Tilgate shop owners speak out over rent hike

[This is a story originally published in the Crawley Observer, republished here for submission in the NCTJ eportfolio.]

Crawley shop owners have spoken out against a council decision to increase their rent by 30 per cent, warning the rise would damage their businesses and impact on the community. 

Tilgate Parade traders have been collecting signatures for a petition, calling for Crawley Borough Council’s decision to be overturned. 

The petition, copies of which are at each of the ten shops, calling for the rent hike to be overturned, has about 2,000 signatures so far. 

Pan Jina has run Tilgate Newsagents for two decades.

He said the news made him ‘angry’ and could lead to his business folding. 

He said: “We’ll be destroyed – we can’t afford it. We haven’t drawn wages for five or six years – a 30 per cent rent hike would end it.”

As well as speaking out about the impact the increase would have on their businesses, shop owners also voiced concerns about the impact it could have on the community.

Jayne Davis has worked at Panache Hair and Beauty for 41 years, rising through the ranks from Saturday girl to business owner. 

She said that the increase would be ‘unsustainable’ for the business, which is also home to a barbers and a nail salon.

She said: “I can’t put my prices up by 30 per cent.

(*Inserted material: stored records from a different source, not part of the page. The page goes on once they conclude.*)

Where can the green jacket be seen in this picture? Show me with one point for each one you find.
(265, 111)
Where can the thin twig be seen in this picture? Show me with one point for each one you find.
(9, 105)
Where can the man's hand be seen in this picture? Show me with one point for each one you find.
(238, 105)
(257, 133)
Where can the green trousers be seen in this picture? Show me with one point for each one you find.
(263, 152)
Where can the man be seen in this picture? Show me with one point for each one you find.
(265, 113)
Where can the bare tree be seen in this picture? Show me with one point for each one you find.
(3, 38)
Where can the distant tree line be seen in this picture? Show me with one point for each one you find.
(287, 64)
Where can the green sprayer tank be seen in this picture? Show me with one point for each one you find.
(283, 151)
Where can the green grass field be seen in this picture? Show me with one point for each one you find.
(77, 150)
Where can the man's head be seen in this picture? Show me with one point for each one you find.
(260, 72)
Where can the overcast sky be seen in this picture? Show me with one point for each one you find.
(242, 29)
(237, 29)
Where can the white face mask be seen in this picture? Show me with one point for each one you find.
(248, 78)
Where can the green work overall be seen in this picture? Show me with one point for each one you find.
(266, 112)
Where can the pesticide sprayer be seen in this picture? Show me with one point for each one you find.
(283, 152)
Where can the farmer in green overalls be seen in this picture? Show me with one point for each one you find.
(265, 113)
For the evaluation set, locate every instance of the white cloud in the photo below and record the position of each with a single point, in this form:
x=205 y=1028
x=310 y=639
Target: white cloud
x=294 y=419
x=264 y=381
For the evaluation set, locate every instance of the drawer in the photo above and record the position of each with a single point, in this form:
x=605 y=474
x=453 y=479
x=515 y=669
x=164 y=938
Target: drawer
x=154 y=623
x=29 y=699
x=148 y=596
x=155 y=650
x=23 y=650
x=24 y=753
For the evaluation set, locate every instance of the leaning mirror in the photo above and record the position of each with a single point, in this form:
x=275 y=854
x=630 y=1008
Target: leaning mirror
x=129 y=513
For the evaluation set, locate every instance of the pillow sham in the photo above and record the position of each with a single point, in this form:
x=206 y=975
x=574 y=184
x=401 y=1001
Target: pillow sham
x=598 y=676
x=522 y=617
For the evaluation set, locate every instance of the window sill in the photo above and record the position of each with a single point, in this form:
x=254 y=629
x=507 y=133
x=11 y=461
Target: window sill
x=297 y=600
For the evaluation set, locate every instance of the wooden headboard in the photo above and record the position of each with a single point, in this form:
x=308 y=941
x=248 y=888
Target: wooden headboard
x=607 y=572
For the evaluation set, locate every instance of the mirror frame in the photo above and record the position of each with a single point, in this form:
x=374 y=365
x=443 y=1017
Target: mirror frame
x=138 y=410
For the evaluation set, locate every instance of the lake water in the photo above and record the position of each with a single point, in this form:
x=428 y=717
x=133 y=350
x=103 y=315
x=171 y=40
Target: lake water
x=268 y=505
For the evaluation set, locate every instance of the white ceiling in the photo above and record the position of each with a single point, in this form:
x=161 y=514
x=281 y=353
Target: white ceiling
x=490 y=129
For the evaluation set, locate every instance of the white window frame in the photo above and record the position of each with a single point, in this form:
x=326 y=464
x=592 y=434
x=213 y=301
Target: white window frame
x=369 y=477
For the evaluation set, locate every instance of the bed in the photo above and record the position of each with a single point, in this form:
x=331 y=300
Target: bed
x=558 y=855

Around 65 per cent of my customers are aged over 65 – they can’t take this sort of price hike. 

“Our clients are more like friends, coming in every week. Our ladies tell us that coming to the salon is a lifeline, they tell me ‘I don’t know what I’d do if it wasn’t here’.”


Darren and Jane Kirkham own Tilgate Bakery, which had a 17 per cent rent increase three years ago.

Jane said: “We have 18 members of staff in total. This rent hike puts our growth in jeopardy, and we can’t plan ahead. I’ve worked so hard to increase our customers, our reputation.

“We have 300 people coming in every day, and we know our customers on a first name basis.”

Darren added: “This is my community. It is heartbreaking. We could go and find a cheaper place, but we play a role in the community – there are people for who we are their only contact. Councillor Lamb (borough council leader) has to show some care – he hasn’t even had a conversation with us.”


Matthew Cousins, director of Inspire estate agents, argued the increase was disproportionate.

“We will lose independent places,” he said. 

“There’s no consistency and no standardisation. We want a change in the way they negotiate rent increases, and we want a set procedure.”

“We don’t feel supported at all by the local council.”


Mr Lamb did not wish to comment when approached for comment by the Observer.